The Zimbabwean
Here we continue with the REDRESS report on human rights abuses experienced by opposition MPs and election candidates. This is what happened to David Coltart, Bulawayo South MP, and MDC Shadow Minister and Secretary for Legal Affairs. Harassment of Coltart began early on. In May 2000 when he attempted to register his candidacy for the Movement for Democratic Change, the Registrar General tried to bar his nomination, forcing Coltart to prove he was a Zimbabwean and not a British citizen.
In June 2000, about a week before the election, Coltart was warned that his home would be burned. At the same time, 10 of his polling agents were detained illegally for 24 hours by self-styled war veterans, lectured and threatened.
One agent, Patrick Nabanyama, was abducted on June 19 in the presence of his wife and children. He has never been seen again and is feared dead. Eight war veterans were subsequently arrested, but later pardoned under the October 2000 amnesty. They faced trial for murder but with no body, they were found not guilty.
In August 2000, after Coltart filed legal papers in the trial of MDC president Morgan Tsvangirai, Robert Mugabe declared on television there was no place for him in Zimbabwe.
Some 14 armed police and CIO agents raided Coltart’s home on October 4 that year, threatening his sons, aged 8 and 10, who were alone. Coltart’s wife returned and managed to keep the police and CIO outside until her husband arrived. The officers then produced an illegally obtained warrant to search for ‘broadcasting equipment, aircraft, boats and safes’. They found nothing.
On November 5, 2001 Cain Nkala, the Chairman of the War Veterans Association, was abducted. When Coltart returned from a visit to New York a week later, police publicly accused Coltart and threatened retribution.
Days later, on November 12, Coltart’s close friend and former campaign manager, Simon Spooner, was arrested and accused of being involved with Nkala’s disappearance. He was held in solitary confinement for five weeks in deplorable conditions. Eventually, prosecutors dropped the charges.
Then, on November 15, the private light aircraft in which Coltart was returning to Bulawayo from a parliamentary session was ordered by the CIO to turn back. As it landed in Harare, three truckloads of police and CIO agents surrounded the plane, told Coltart he was under investigation – refusing to say what for – and held him for two hours.
Heading back to Bulawayo by car, he received a tip off that hundreds of police, armed with petrol, were on their way to his home. He telephoned his wife who gathered up their children and fled.
During Cain Nkala’s burial three days later, Robert Mugabe in a nationally televised address referred to Coltart and other MDC members as ‘terrorists’.

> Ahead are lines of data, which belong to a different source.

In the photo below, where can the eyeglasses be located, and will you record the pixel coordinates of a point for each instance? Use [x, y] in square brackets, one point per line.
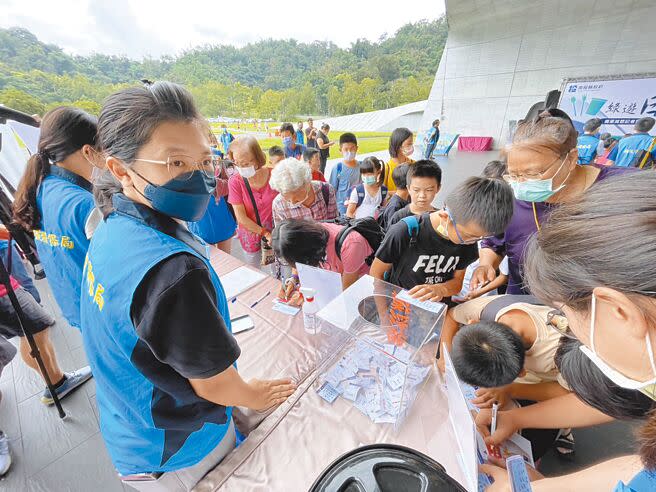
[520, 178]
[183, 166]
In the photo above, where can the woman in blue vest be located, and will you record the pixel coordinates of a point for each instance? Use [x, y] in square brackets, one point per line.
[595, 260]
[155, 320]
[54, 200]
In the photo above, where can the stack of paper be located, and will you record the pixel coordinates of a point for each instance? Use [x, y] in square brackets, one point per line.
[373, 381]
[240, 280]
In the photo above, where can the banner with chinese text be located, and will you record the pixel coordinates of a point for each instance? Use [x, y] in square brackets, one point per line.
[618, 103]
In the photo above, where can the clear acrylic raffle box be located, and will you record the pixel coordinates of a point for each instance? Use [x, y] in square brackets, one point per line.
[390, 347]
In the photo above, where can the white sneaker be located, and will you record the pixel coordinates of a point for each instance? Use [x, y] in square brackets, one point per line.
[5, 455]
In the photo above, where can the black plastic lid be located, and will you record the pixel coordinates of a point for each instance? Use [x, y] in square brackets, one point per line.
[385, 468]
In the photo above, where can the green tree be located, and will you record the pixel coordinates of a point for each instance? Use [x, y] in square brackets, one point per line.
[21, 101]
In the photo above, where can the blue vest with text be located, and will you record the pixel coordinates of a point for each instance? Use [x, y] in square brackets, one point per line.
[64, 201]
[587, 147]
[628, 147]
[150, 417]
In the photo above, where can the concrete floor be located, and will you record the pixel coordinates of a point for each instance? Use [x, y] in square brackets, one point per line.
[69, 455]
[51, 454]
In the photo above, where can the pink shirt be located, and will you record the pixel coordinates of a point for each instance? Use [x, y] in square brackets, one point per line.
[14, 285]
[355, 251]
[238, 195]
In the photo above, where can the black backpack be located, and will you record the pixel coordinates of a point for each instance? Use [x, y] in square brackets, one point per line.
[367, 226]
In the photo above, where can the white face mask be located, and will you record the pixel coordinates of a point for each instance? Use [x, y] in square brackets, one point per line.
[647, 387]
[246, 172]
[408, 151]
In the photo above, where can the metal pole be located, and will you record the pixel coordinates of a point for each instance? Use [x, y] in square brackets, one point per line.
[27, 331]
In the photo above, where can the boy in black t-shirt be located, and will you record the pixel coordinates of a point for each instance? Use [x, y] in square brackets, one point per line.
[431, 262]
[424, 182]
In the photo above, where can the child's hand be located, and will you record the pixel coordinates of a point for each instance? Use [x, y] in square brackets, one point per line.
[286, 291]
[506, 426]
[427, 292]
[484, 274]
[485, 397]
[473, 294]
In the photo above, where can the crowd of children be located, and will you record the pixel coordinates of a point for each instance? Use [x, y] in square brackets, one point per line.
[526, 222]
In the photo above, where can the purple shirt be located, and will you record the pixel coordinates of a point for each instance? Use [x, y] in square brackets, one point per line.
[522, 226]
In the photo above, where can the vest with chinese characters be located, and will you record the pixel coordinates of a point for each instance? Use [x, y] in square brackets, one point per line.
[150, 417]
[64, 201]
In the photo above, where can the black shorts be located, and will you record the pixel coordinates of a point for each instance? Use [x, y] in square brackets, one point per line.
[37, 316]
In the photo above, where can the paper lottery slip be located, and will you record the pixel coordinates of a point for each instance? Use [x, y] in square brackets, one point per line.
[372, 376]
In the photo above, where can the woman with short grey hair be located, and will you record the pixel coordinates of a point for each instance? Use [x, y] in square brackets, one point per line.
[300, 197]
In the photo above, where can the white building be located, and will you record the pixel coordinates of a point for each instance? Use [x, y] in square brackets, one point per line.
[502, 56]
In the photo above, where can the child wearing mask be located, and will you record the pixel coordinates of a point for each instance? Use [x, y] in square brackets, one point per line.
[428, 255]
[367, 197]
[346, 173]
[401, 148]
[291, 147]
[399, 199]
[276, 154]
[312, 158]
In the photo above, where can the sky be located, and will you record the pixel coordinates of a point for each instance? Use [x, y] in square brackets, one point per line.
[138, 28]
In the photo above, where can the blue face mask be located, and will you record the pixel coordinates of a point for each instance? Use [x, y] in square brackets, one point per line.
[537, 190]
[185, 197]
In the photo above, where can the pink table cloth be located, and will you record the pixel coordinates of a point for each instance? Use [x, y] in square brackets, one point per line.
[474, 144]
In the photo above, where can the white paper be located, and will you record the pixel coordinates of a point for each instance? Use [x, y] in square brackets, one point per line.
[240, 280]
[463, 425]
[28, 134]
[281, 307]
[374, 381]
[343, 310]
[326, 284]
[464, 428]
[433, 307]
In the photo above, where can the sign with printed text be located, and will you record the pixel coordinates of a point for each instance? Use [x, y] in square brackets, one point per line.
[617, 103]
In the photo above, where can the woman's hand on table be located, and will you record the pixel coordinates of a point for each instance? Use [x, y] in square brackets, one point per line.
[496, 469]
[270, 393]
[286, 291]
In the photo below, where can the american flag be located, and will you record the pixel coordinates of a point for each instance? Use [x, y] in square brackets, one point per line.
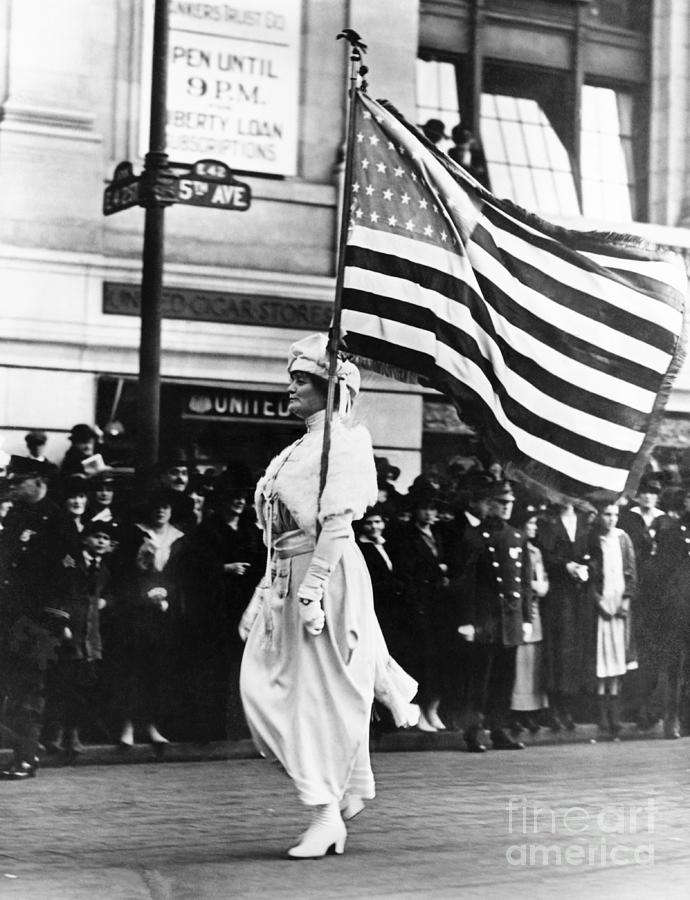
[559, 346]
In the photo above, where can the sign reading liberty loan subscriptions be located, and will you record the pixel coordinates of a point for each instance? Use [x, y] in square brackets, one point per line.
[233, 83]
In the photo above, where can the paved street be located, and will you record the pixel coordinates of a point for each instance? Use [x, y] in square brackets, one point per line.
[601, 821]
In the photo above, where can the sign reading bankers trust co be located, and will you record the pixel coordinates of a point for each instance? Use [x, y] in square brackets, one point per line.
[233, 81]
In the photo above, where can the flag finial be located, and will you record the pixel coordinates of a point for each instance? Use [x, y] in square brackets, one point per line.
[358, 49]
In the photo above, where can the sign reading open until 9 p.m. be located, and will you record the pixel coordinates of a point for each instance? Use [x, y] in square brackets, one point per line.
[233, 83]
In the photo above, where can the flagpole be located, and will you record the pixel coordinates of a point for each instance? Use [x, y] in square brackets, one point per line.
[357, 50]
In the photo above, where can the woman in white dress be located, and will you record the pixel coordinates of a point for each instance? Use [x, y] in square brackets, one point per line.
[314, 651]
[613, 581]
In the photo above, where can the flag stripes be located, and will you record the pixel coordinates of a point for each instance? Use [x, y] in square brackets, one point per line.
[559, 346]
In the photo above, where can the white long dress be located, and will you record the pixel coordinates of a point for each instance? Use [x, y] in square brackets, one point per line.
[307, 698]
[611, 635]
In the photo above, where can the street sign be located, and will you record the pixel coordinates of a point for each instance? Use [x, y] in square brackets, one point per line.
[123, 190]
[211, 183]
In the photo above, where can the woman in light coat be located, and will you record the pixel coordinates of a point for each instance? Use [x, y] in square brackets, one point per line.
[315, 651]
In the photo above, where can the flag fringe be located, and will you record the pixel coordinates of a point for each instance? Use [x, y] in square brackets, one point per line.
[395, 372]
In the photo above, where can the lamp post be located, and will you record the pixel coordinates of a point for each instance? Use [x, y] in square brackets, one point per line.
[157, 192]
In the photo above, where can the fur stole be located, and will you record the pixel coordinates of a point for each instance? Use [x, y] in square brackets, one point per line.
[293, 477]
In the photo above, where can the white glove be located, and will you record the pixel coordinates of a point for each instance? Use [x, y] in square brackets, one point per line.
[312, 616]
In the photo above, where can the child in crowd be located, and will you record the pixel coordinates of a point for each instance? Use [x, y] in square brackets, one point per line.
[613, 581]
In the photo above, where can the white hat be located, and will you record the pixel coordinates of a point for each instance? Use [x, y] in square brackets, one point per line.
[310, 354]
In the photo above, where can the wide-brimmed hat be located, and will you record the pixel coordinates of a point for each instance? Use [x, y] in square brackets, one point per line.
[21, 467]
[98, 527]
[385, 469]
[503, 491]
[82, 432]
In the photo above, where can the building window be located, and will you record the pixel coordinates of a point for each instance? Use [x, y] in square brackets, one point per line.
[607, 165]
[526, 129]
[526, 159]
[437, 95]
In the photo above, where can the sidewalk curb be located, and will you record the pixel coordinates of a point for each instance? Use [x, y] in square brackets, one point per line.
[410, 740]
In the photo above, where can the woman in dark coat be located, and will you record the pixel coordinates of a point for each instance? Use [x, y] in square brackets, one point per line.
[564, 542]
[148, 614]
[424, 573]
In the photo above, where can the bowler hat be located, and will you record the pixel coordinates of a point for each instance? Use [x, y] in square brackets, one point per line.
[174, 457]
[74, 485]
[36, 439]
[434, 129]
[81, 432]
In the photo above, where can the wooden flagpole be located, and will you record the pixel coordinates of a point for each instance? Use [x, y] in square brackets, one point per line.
[357, 49]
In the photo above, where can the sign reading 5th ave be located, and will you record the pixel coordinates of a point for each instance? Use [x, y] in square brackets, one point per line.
[211, 184]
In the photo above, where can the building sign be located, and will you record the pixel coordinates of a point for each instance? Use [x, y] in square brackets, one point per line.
[224, 404]
[233, 83]
[217, 306]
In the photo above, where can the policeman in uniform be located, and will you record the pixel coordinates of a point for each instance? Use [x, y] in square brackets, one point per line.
[494, 614]
[30, 630]
[673, 628]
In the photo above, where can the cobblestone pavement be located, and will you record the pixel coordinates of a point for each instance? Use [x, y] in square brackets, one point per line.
[601, 821]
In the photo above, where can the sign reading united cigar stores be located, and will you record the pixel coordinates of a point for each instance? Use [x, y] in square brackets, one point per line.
[216, 403]
[216, 306]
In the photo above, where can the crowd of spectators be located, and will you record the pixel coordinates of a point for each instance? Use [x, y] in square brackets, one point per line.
[120, 603]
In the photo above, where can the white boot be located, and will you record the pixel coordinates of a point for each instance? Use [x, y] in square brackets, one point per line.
[350, 806]
[326, 834]
[424, 724]
[433, 717]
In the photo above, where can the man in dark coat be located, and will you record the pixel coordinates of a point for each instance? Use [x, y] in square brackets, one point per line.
[564, 543]
[645, 524]
[80, 591]
[673, 629]
[225, 562]
[30, 631]
[495, 614]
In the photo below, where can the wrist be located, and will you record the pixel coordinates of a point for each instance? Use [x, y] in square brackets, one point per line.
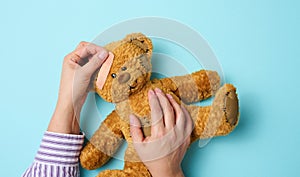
[64, 120]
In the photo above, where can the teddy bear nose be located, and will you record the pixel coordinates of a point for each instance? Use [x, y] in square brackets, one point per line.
[124, 78]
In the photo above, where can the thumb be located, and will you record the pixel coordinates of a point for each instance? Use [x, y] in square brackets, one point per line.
[135, 129]
[95, 62]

And so it continued the following year. On the afternoon of February 16, 2002, when Coltart and his family set out to collect their eldest daughter from a friend’s birthday party, he saw some 60 members of the feared Youth Brigade roaming the neighbourhood.
The family took an alternate route to pick up the child, and returned to find 100 youths barricading both roads leading to their home. Coltart turned around and reported this to this to police – something he later regretted.
That evening, a truckload of police turned up saying they were responding to a report, and then left. Soon afterward, at 8:15 p.m., three truckloads of armed police and CIO agents returned. This time, they were menacing and claimed Coltart had shot a youth. Coltart denied the allegation and refused to let them search his house without a warrant. The officers left, threatening to return to ‘get’ him. The family fled into hiding.
The following Monday, Coltart – who does not own a gun – reported to the police and was charged with discharging a firearm. As a public humiliation, police drove him in the back of an open truck through the centre of Bulawayo and through his constituency while other officers raided his house – and found nothing.
For more than a year the case dragged on with numerous court appearances until prosecutors withdrew the charge in June 2003 after a magistrate ordered the trial to proceed forthwith.
In April 2002, the MDC received credible information of a plan to assassinate Coltart. Four months later, Robert Mugabe in a television broadcast said, “the likes of the Bennetts and Coltarts don’t belong here and if they choose to remain they can remain in prison”. And the harassment grew.
In November that year, his car’s brake linings were cut, and on March 3, 2003, a rear tyre was sabotaged. On the morning of March 15, the weekend before the MDC mass stay away, Coltart noticed a vehicle with three men and what appeared to be a weapon inside as he left home with his 9-year-old son and 18-month-old daughter to drive to a children’s sports day. With the car following him at speed, Coltart’s security team intercepted, and the trailing car gave up and left. Coltart went into hiding for two weeks.
March 2005: Despite widespread poll-rigging and intimidation, Coltart wins a resounding re-election victory.